BEIJING: The French luxury brand Cartier is facing ridicule in China due to an ad with a Valentine’s theme that seems to show a gay couple described in a caption depicting “father-son” love.
Cartier posted a video on Chinese social media platform Weibo this week to promote his “Trinity” ring, which the brand described in the video’s caption depicting the “band of love” – ahead of the Qixi Festival in late August, one of China’s traditional valentines day equivalents.
The video showed groups of people laughing and embracing each other, including a man and a woman holding hands, two women lying on the ground together and two young men cycling while wearing matching rings.
The English tagline asks, “How far would you go for love?”
Many viewers interpreted the video, which did not specify the relationship between the people depicted, as showing gay and lesbian couples together with a heterosexual couple.
The top comment on Cartier’s Weibo post was a user who said “I feel this supports LGBT”, to which hundreds of other users responded with messages of support and praise as well as emojis for the pride flag.
But a caption published by Cartier’s online store on Alibaba’s Tmall platform during a photo of the same two men caused confusion and ridicule, especially since the couple appeared to be of a similar age.
The caption, which read “father and son, bound by love, enjoying the journey of life”, was “inconsistent” with the romantic photograph, users complained on the popular online forum Douban.
Online content in China, especially content showing LGBT people, is subject to heavy and often arbitrarily applied censorship.
In recent years, censorship has dampened discussions on social media, banned homosexuality in movies and even prevented the sale of rainbow-themed articles online.
But Cartier’s obvious caution has resurfaced.
“Ahahahahaha,” wrote one Douban user, “gay love has turned into incest.”
“If they are father and son, why do they buy matching rings?” asked another.
“So unnecessary!” commented on an LGBT-focused Weibo account.
Cartier, who did not immediately comment on the issue, is the latest in a long line of foreign brands whose marketing campaigns in China have failed.

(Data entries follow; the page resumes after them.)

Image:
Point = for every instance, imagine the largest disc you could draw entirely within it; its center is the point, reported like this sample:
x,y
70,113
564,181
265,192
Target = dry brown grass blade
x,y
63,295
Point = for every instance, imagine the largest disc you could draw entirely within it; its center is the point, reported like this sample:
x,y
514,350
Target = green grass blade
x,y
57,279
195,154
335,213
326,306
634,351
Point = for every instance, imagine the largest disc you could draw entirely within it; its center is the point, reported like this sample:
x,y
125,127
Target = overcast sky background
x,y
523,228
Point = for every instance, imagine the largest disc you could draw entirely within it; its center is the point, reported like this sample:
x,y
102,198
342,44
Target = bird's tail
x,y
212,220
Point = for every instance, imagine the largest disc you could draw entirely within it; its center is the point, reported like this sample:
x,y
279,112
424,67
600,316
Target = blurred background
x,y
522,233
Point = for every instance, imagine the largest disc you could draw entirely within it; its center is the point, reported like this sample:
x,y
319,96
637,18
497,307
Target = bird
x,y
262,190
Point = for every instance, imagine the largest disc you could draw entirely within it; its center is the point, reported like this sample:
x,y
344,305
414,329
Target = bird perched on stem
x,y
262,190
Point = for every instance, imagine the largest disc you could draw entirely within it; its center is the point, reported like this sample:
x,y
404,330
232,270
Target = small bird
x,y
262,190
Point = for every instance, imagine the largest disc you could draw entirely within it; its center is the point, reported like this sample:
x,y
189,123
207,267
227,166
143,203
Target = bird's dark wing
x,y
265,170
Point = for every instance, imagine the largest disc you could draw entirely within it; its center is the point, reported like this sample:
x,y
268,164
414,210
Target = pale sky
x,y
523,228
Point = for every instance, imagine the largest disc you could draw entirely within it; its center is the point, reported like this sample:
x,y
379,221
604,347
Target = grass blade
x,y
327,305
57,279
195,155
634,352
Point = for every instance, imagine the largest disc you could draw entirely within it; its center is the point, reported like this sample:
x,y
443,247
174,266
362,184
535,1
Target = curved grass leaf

Luxury fashion brands Versace, Coach and Givenchy apologize last year for making perceived fronts to China’s national sovereignty with T-shirts listing Hong Kong and Taiwan as separate countries, while Italy’s Dolce & Gabbana faced a 2018 boycott over racistly offensive social media posts.
Earlier this week, the French brand Balenciaga’s retro campaign for Chinese Valentine’s Day was criticized with the 1990 Times Global themes as “behind the times” and “just a perfect effort”.